3 January 2004

Professor unearths 8,000-year-old wine

Scientists have discovered the world's oldest wine - a vintage produced by Stone Age people 8,000 years ago. The find pushes back the history of wine by several hundred years.

New discoveries show how Neolithic man was busy 'bottling' and deliberately ageing red wine in Georgia, the former Soviet republic. Although no liquid wine from the period has survived, scientists have now found and tested wine residues discovered on the inner surfaces of 8,000-year-old ceramic storage jars.
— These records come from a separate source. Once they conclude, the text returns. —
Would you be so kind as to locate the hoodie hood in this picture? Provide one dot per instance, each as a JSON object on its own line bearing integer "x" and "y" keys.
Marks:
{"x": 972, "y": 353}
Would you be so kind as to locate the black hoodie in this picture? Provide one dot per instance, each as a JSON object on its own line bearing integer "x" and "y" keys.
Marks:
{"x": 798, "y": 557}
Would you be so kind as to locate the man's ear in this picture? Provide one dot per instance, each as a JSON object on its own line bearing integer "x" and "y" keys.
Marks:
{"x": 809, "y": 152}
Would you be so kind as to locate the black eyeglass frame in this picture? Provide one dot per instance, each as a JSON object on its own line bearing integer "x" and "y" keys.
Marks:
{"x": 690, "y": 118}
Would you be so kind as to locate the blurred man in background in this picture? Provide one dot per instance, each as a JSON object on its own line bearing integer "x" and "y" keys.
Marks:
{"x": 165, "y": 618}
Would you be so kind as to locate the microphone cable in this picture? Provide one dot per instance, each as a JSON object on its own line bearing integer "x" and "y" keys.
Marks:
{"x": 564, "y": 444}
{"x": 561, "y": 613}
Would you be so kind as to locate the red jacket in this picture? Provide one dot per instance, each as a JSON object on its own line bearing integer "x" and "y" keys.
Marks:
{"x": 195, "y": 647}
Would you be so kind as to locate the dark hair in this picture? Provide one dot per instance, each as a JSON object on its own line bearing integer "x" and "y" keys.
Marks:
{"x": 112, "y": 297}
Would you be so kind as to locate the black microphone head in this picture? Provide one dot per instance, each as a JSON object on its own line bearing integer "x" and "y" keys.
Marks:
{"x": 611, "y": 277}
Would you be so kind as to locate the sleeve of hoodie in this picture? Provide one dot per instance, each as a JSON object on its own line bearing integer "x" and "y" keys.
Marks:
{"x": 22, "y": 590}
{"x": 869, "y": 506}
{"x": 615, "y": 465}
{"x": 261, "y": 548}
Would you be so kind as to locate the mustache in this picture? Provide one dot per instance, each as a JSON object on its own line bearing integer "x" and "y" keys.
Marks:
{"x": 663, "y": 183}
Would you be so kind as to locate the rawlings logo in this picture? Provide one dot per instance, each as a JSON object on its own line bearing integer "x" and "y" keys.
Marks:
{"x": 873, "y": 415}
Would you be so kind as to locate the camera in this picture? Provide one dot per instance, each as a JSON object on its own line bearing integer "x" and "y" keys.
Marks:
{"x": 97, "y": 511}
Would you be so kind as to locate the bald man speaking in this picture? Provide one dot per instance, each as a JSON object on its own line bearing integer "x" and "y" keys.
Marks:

Biochemical tests on the ancient pottery wine jars from Georgia are showing that at this early period humans were deliberately adding anti-bacterial preservatives to grape juice so that the resulting wine could be kept for longer periods after fermentation. The preservative used was tree resin, which contains several bactericidal compounds, says Professor Patrick McGovern of the University of Pennsylvania Museum, the scientist leading the study of ceramics from the 6th and 5th millennia BC. The wine may have tasted something like retsina, the resin-preserved wine still popular in Greece.



I guess this is more seasonal (grog-related) blogging. The silly season will pass and I will finish my opus on odious debt and perhaps slip in a few thoughts on what might happen this year. Meanwhile, the archaeology of wine is a good way to pass the blog.